A few notes on Anne Pennington's life and work contributed by prof. Dimitri Conomos

Anne Pennington (1934–1981) died on 27 May 1981, after an illness of which she was given forewarning many years before, and which she accepted with simplicity, directness and great courage. Three days before her death she was still driving her car and planning to leave Oxford for a conference in Bulgaria. Only on the last day of her life did she altogether cease working.

Her early academic interest concerned the philological tradition and historical tradition of 17th century Russia and her major work was an edition, with a detailed linguistic commentary, of Grigory Kotoshikin’s memoir Russia in the Reign of Aleksey Mikhailovich (Oxford, 1980).
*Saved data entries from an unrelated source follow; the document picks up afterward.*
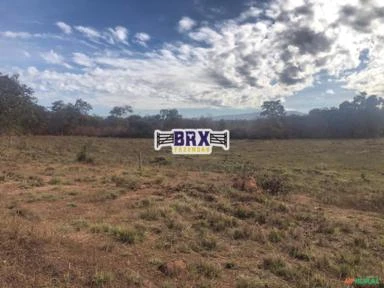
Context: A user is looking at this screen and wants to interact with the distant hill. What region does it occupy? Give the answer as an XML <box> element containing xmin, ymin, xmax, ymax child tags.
<box><xmin>212</xmin><ymin>110</ymin><xmax>305</xmax><ymax>120</ymax></box>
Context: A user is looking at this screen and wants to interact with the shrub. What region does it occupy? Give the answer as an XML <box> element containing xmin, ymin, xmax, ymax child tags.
<box><xmin>150</xmin><ymin>156</ymin><xmax>171</xmax><ymax>165</ymax></box>
<box><xmin>206</xmin><ymin>211</ymin><xmax>238</xmax><ymax>232</ymax></box>
<box><xmin>90</xmin><ymin>223</ymin><xmax>144</xmax><ymax>244</ymax></box>
<box><xmin>262</xmin><ymin>257</ymin><xmax>286</xmax><ymax>272</ymax></box>
<box><xmin>192</xmin><ymin>261</ymin><xmax>221</xmax><ymax>279</ymax></box>
<box><xmin>261</xmin><ymin>257</ymin><xmax>294</xmax><ymax>279</ymax></box>
<box><xmin>92</xmin><ymin>271</ymin><xmax>113</xmax><ymax>286</ymax></box>
<box><xmin>48</xmin><ymin>177</ymin><xmax>61</xmax><ymax>185</ymax></box>
<box><xmin>25</xmin><ymin>175</ymin><xmax>44</xmax><ymax>187</ymax></box>
<box><xmin>353</xmin><ymin>237</ymin><xmax>369</xmax><ymax>248</ymax></box>
<box><xmin>224</xmin><ymin>262</ymin><xmax>236</xmax><ymax>269</ymax></box>
<box><xmin>71</xmin><ymin>219</ymin><xmax>89</xmax><ymax>231</ymax></box>
<box><xmin>317</xmin><ymin>221</ymin><xmax>336</xmax><ymax>234</ymax></box>
<box><xmin>111</xmin><ymin>175</ymin><xmax>139</xmax><ymax>190</ymax></box>
<box><xmin>275</xmin><ymin>203</ymin><xmax>289</xmax><ymax>213</ymax></box>
<box><xmin>232</xmin><ymin>227</ymin><xmax>253</xmax><ymax>240</ymax></box>
<box><xmin>110</xmin><ymin>227</ymin><xmax>144</xmax><ymax>244</ymax></box>
<box><xmin>139</xmin><ymin>208</ymin><xmax>167</xmax><ymax>221</ymax></box>
<box><xmin>200</xmin><ymin>236</ymin><xmax>218</xmax><ymax>251</ymax></box>
<box><xmin>125</xmin><ymin>271</ymin><xmax>143</xmax><ymax>286</ymax></box>
<box><xmin>76</xmin><ymin>142</ymin><xmax>94</xmax><ymax>163</ymax></box>
<box><xmin>233</xmin><ymin>206</ymin><xmax>255</xmax><ymax>219</ymax></box>
<box><xmin>171</xmin><ymin>202</ymin><xmax>193</xmax><ymax>214</ymax></box>
<box><xmin>236</xmin><ymin>277</ymin><xmax>269</xmax><ymax>288</ymax></box>
<box><xmin>287</xmin><ymin>245</ymin><xmax>310</xmax><ymax>261</ymax></box>
<box><xmin>165</xmin><ymin>218</ymin><xmax>185</xmax><ymax>231</ymax></box>
<box><xmin>258</xmin><ymin>174</ymin><xmax>289</xmax><ymax>195</ymax></box>
<box><xmin>255</xmin><ymin>212</ymin><xmax>267</xmax><ymax>225</ymax></box>
<box><xmin>268</xmin><ymin>229</ymin><xmax>283</xmax><ymax>243</ymax></box>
This treatise is a mine of information on the society and institutions of 17th century Russia and Anne’s book of nearly 800 pages was welcomed as a major contribution to the history of the Russian language.

In the 1970s her interest shifted to Romania, particularly to the centre of church music which flourished during the 16th century in the Moldavian Monastery of Putna. She was able to prove that several Church Slavonic manuscripts with musical notation dating from this period – now in Putna, Dragomirna, Mytilene, Bucureşti, Saint Petersburg, Iaşi, Sofia, and Leipzig, came from this monastery’s scriptorium. This discovery proved that the musical tradition of Putna was neither simply local nor wholly limited to a brief period. Its international character could be demonstrated by the abundance of bi-lingual chants of Romanian, Serbian and Greek origin. The Romanian compositions of the famous protopsaltes, Evstatie, and his school clearly showed tendencies that were both conservative and innovative.
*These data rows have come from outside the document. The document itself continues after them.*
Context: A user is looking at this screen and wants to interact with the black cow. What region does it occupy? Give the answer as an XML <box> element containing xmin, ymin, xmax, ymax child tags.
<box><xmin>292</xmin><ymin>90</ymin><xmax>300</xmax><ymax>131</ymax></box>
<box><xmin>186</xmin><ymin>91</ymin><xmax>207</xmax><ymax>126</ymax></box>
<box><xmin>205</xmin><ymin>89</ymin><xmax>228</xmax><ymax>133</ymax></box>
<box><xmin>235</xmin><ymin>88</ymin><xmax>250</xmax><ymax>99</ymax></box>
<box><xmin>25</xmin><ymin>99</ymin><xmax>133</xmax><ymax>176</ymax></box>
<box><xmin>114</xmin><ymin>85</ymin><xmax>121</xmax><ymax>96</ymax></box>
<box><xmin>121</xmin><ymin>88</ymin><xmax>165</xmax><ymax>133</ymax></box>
One of her companions on these travels remembers her alertness to sounds. She seemed to be always listening: listening to village chat, to the intonations of a local dialect, a vowel inflection of peasant speech, or some unfamiliar musical rhythm. Her interest in popular music, costume and dance drew her to the Balkan lands, with its great natural beauty. There, by the shores of a lake, or at poetry festivals, she was perhaps at her happiest and most relaxed. In Oxford she was the joint founder of a Balkan dance group that met weekly and she attended regularly for some 20 years.
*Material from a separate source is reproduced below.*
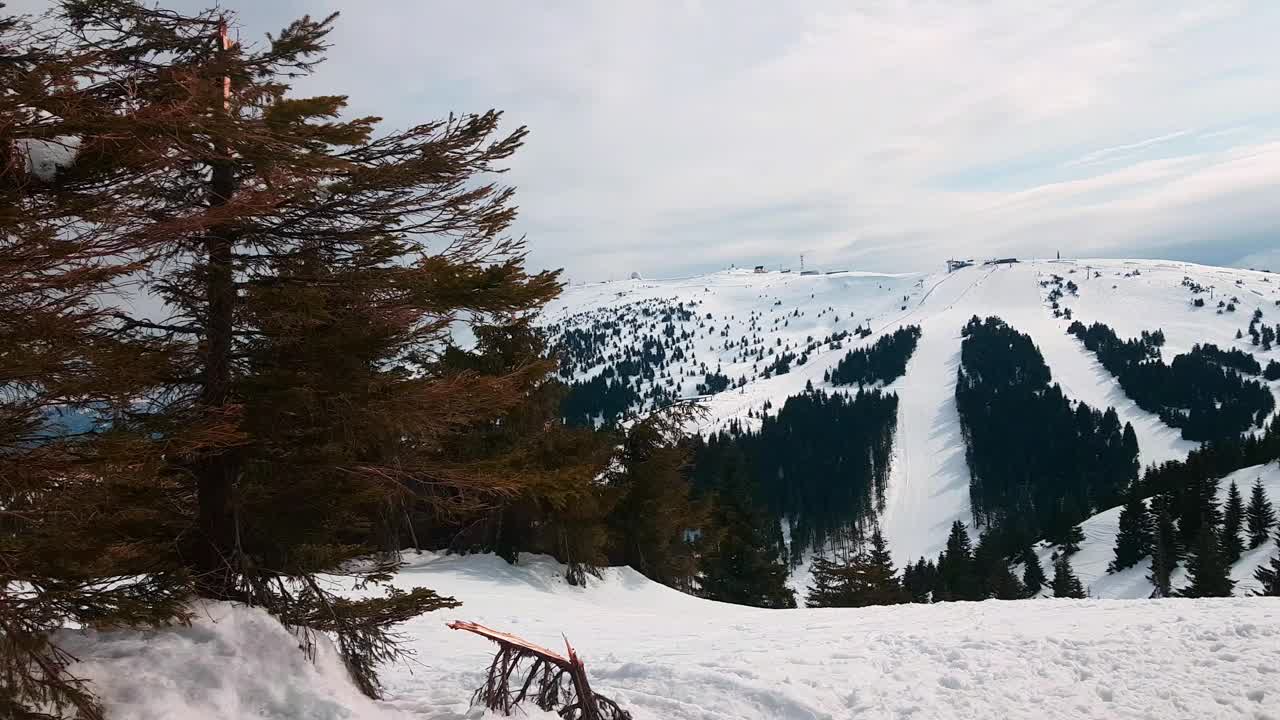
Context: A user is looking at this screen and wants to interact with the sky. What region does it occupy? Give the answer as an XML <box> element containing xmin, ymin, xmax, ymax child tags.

Her study of the language, music, dance, cuisine, art, and architecture of the Balkans inevitably brought her into contact with the Orthodox Church. She assimilated and appreciated many aspects of Orthodoxy, which helped to deepen her inner life of prayer. She sang regularly in the choir of Oxford’s Orthodox Church.

Anne was not only a first-class scholar: she was also an outstanding human being. Her academic achievements were those of a modest, warm and sensitive person, possessed of a rare gift for bringing people together, and for encouraging in her friends the development of their talents. Her energy was remarkable, and she packed more into her short life than most people do in one of normal length.